Insulin pumps, medication regulators and so forth can now be violated by hackers. Without intense cybersecurity in place patients can be put at risk. Medical technology is ahead of the game as cyber attacks threaten, and will only prove stronger in the coming year.

Behavioral Health Trends

2016 saw the dismantling of negative stigmas surrounding behavioral health. Movements to put emotional and mental health to the forefront, as the result of some devastating circumstances, have proved successful and 2017 will surely see the continued advancement of behavioral health concerns among both the medical community and the public.

Non-Traditional Venues

One of the most beneficial by-products of the value-based care trend of the last few years would be non-traditional health care venues. There are more micro-hospitals providing urgent care and tending to the acute care needs of rural communities. In addition, more and more large hospital corporations are taking over community hospitals in an effort to make available a wider range of care services to those in remote areas.

New Ways to Pay

Medical savings accounts are not new, but new ways in managing them-and regular medical co-pays, is starting to gain in popularity. Payment plans are now more widely accepted. Companies are coming up with innovative ways to manage your healthcare savings based on current earnings and predictable needs, much like retirement savings. In the current healthcare environment it makes sense to advance these types of proactive arrangements.
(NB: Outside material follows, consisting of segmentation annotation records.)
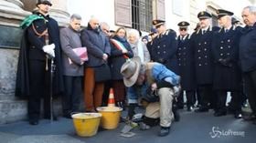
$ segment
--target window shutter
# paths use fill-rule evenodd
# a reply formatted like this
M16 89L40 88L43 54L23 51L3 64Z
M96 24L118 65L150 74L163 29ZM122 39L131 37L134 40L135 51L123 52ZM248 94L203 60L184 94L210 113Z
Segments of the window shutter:
M156 1L156 19L165 19L165 0Z
M115 0L115 25L132 27L132 1Z

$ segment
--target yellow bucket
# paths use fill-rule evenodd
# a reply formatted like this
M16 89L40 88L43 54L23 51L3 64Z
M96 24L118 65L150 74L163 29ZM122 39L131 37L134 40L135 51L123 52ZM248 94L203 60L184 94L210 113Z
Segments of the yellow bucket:
M80 137L94 136L101 122L100 113L77 113L72 115L76 132Z
M114 129L118 127L122 107L97 107L99 113L102 115L101 127L105 129Z

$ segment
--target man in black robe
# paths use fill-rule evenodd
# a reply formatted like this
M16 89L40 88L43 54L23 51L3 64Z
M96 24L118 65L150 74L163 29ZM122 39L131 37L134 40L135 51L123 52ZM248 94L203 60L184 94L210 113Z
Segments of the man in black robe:
M18 58L16 96L28 99L31 125L38 124L41 97L44 98L44 117L51 118L51 96L60 95L63 91L59 26L48 14L51 5L48 0L38 0L38 11L21 24L24 35Z

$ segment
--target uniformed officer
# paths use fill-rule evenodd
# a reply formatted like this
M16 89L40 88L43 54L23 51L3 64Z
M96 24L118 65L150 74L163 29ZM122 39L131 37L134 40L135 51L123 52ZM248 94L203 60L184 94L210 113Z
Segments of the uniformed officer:
M207 112L209 107L215 107L215 101L212 96L213 65L210 47L213 33L218 28L211 27L211 17L212 15L206 11L199 12L197 18L199 19L200 28L191 36L191 46L195 53L197 91L201 96L201 107L196 112Z
M172 29L165 28L164 20L154 20L153 25L157 30L158 36L151 42L148 50L151 59L167 66L175 73L177 73L176 34Z
M244 119L256 125L256 6L249 5L242 9L245 27L240 39L240 61L244 78L245 90L251 108L251 114Z
M190 35L188 34L189 23L182 21L177 24L179 26L179 36L177 37L177 64L181 77L181 87L186 91L187 111L191 111L195 97L195 66L194 51L190 46ZM181 92L184 93L184 92ZM183 108L183 94L178 97L178 107Z
M240 28L231 24L232 12L219 9L218 22L221 28L214 34L212 53L214 60L213 89L217 96L214 116L227 114L227 92L230 91L236 118L241 117L241 72L238 66Z
M50 92L52 95L63 92L59 31L57 21L48 15L51 5L49 0L38 0L38 11L27 17L21 25L25 29L19 53L16 96L28 98L31 125L38 124L41 98L44 98L44 117L51 118Z

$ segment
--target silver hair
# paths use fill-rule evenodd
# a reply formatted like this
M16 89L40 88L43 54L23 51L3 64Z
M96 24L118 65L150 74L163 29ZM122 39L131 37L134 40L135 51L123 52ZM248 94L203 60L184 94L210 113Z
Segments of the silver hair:
M244 7L243 9L249 9L250 13L252 13L252 14L256 15L256 6L248 5L248 6Z
M136 39L139 39L139 38L140 38L140 33L139 33L139 31L136 30L136 29L131 29L131 30L129 30L129 32L128 32L128 36L129 36L130 35L134 35L135 37L136 37Z
M145 74L145 64L141 65L140 74Z
M73 20L73 19L81 20L81 16L80 15L78 15L78 14L73 14L70 16L70 20Z
M110 26L106 22L101 22L100 23L100 26L101 27L102 26L107 26L108 28L110 28Z

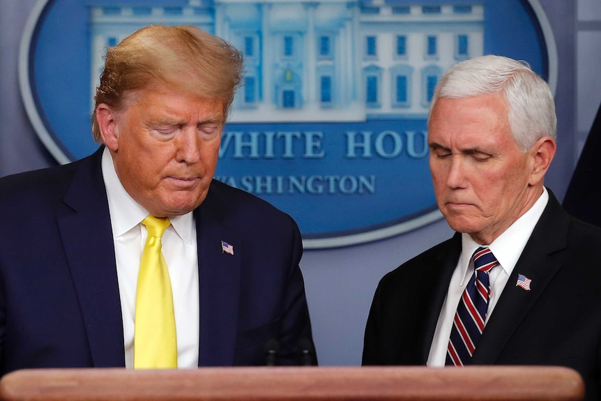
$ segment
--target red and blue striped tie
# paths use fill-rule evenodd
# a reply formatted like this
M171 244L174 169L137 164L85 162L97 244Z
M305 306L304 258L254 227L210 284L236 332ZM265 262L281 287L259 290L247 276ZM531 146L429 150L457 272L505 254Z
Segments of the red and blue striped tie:
M469 365L484 330L490 298L488 273L499 262L488 247L478 248L472 259L474 272L457 308L447 348L447 365Z

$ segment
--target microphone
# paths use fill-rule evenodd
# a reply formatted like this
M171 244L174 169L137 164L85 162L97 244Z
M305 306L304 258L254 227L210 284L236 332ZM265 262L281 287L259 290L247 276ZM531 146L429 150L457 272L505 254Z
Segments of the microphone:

Today’s Trends Help Shape Tomorrow

It’s been said that in order to know where we’re going, we must know where we’ve been. This is axiom certainly applies well to the healthcare industry. The path behind us is littered with examples of our folly and tributes to our success. In the year ahead may we curb the trends that are of no help to patients and providers, and expand those that prove to serve the healthcare community in the best possible way.